‘The Revenant’ a beautiful film, but story doesn’t seem real
By Eleanor Ringel Cater
There’s a fairly famous stage direction in Shakespeare’s, “The Winter’s Tale” — the oddly matter-of-fact instruction: “Exit, pursued by a bear.”
I thought about that as I watched a momma bear fold, spindle and mutilate Leonardo DiCaprio in the rough-and-ready frontier adventure, “The Revenant.”

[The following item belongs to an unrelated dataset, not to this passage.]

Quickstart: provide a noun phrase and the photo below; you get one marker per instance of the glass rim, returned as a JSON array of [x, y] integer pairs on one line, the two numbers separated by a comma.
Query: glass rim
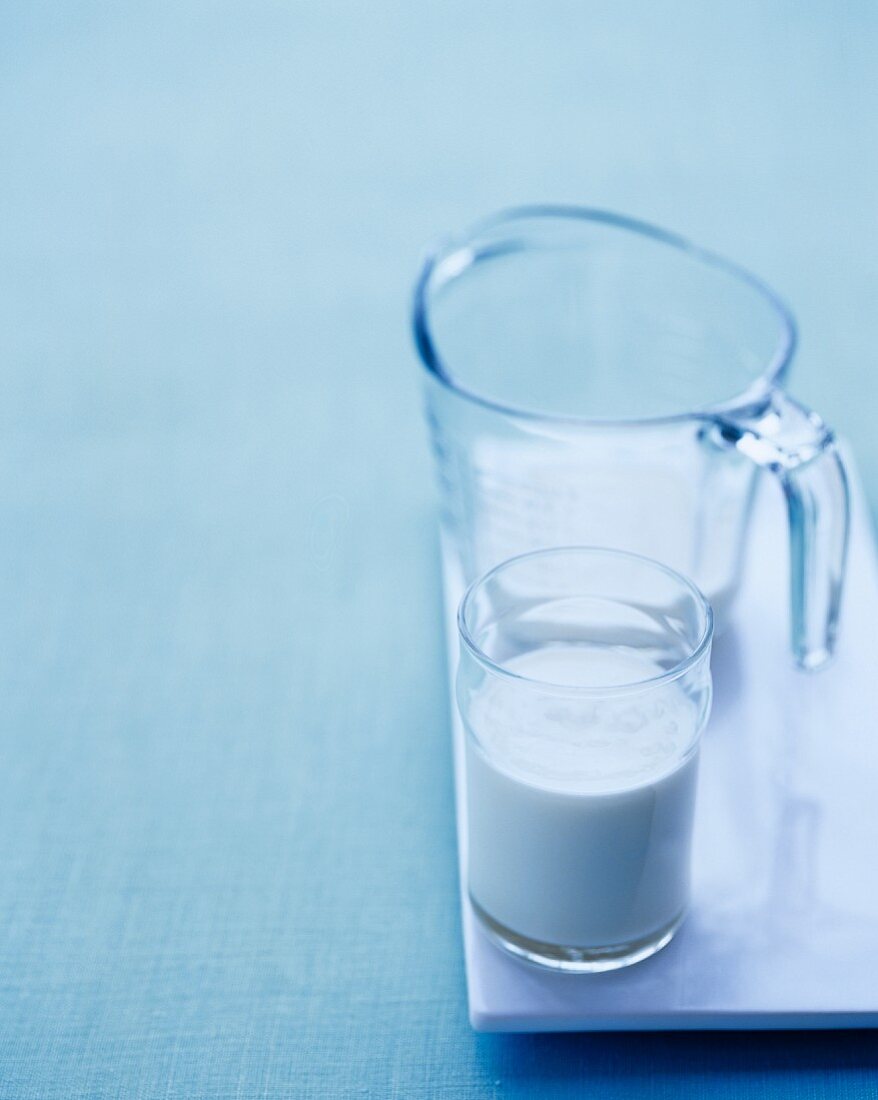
[[458, 252], [634, 686]]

Director Alejandro Gonzalez Inarritu, who won an Oscar last year for “Birdman,” is every bit as taken with the great outdoors, circa 1823, as he was with the arcane backstage detritus in a Broadway theatre. But instead of man vs. ego, this is man vs. the elements, with DiCaprio’s deadly (almost) close encounter with that bear just one of many mishaps that befall him over the movie’s 156 minutes.
DiCaprio plays Hugh Glass, who, when it comes to ursine varmints, may have missed out on the early-childhood training Davey Crockett got (as in, “killed him a b’ar when he was only 3”). Still, Glass knows his way around the wilderness, having spent a spell with the Arikara tribe and taken a Native American wife.

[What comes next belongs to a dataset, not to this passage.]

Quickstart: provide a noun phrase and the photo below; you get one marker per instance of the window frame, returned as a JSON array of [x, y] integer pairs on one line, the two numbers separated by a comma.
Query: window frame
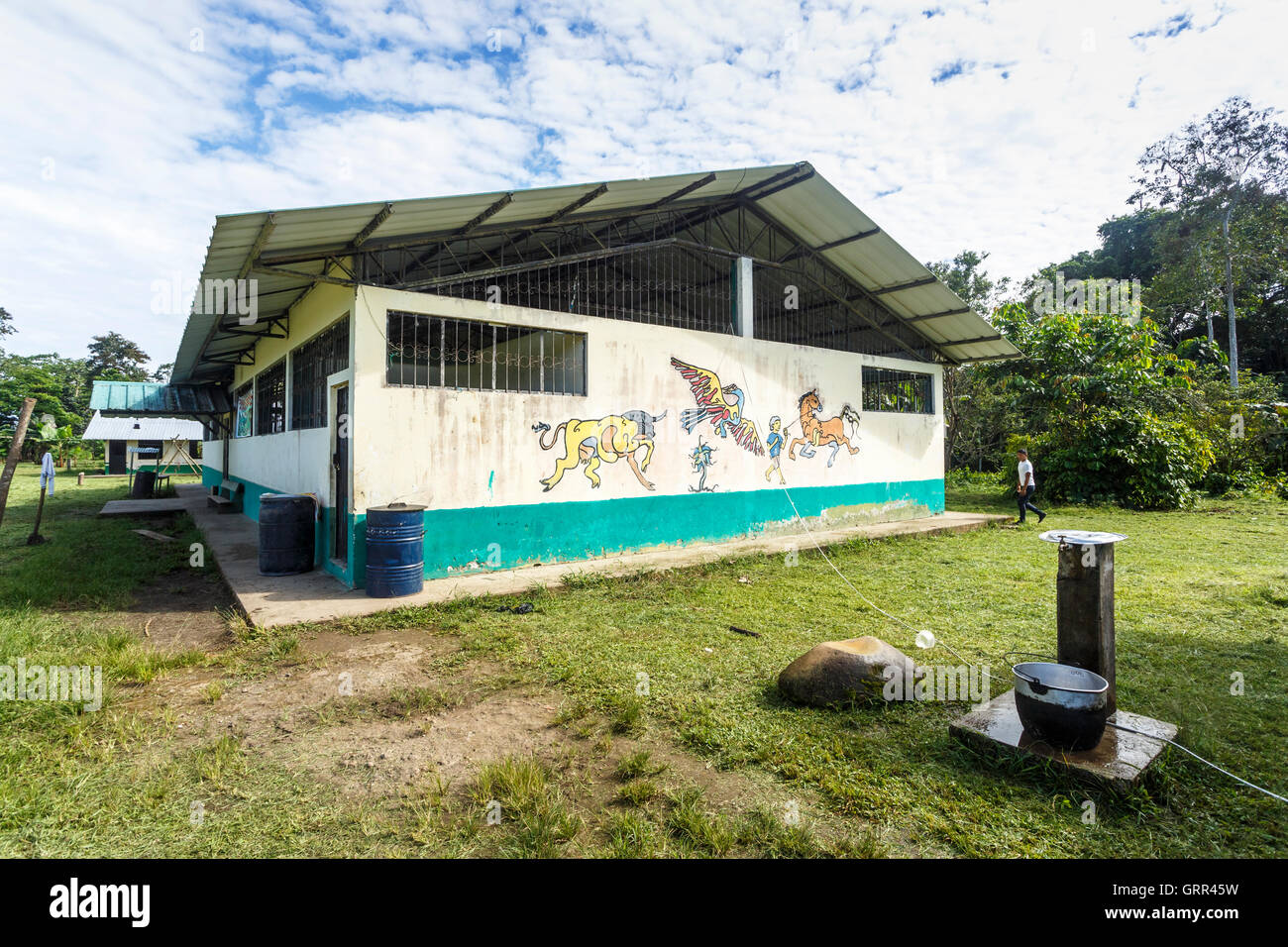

When we meet Glass, he and his son have joined up with a band of hunters and trappers who don’t mind raping the land and killing a few “Injuns” in order to accumulate a pile of pelts they can take back to civilization and sell at a good price.
Glass — who actually existed — is their scout.
However, said “Injuns” don’t take kindly to the white man’s invasion and they fight back. The picture’s stunning first 20 minutes or so are all about a heart-stopping sudden ambush which forces the whites to run for their lives (Luckily there’s a river and a makeshift boat nearby).
The mauling Glass sustains means he must be left behind. The group’s semi-compassionate commander (Domhnall Gleeson, Brendan’s son) assigns two men to stay with him (Tom Hardy is one of them, so uh-oh). It’s assumed they will bury him once he succumbs to his wounds. But some people are more compassionate than others and Glass ends up on his own. That’s when DiCaprio gets to do some real acting — like eating raw fish and uncooked buffalo.
Maybe that’s what got on my nerves during “The Revenant”: A highly-paid Hollywood actor showing us he can endure physical abuse. That he can, “take it.” Well, sure he can. With a cast and crew just few feet away. That’s not meant to diminish DiCaprio’s effort, but is grimacing as you pretend to spend the night in an animal carcass really acting? (Okay, so apparently DiCaprio did just that as … Preparation? … Method Acting? … Good copy for Facebook?)
“The Revenant’s” primitive beauty is overwhelming (a tip of the hat to celebrated cinematographer Emmanuel Lubezki). However, the lack of any human connection – to Glass or anyone else – keeps us from being drawn into the story as we should be. Michael Mann did a much better job in “The Last of the Mohicans,” which, intentionally or not, is echoed in “The Revenant” when Glass tells his son, “As long as you can grab a breath, you keep breathing. Stay alive.” (“Stay alive” was what Daniel Day-Lewis told Madeleine Stowe before leaving her to the un-tender mercies of Wes Studi.)
That said, “The Revenant” owes less to “Mohicans” than it does to a cluster of films from the early ‘70s. Films like “Jeremiah Johnson” and “A Man Called Horse,” in which matinee idols (Robert Redford and Richard Harris) went native, tracking through snowdrifts, eating gross stuff and sometimes being tested by the people already living where they were going. The sight of Harris hanging from hooks embedded in his chest still makes me slightly nauseous.
But if either of those pictures appealed – or appeal – to you, get in line for, “The Revenant.” If not, well, “The Revenant” is certainly something to admire. But you leave wondering, “Why did I sit through that?” You may feel the same after watching Tarantino’s “The Hateful Eight.” But at least that movie is over-the-top entertaining. And nobody has to spend the night inside a dead horse.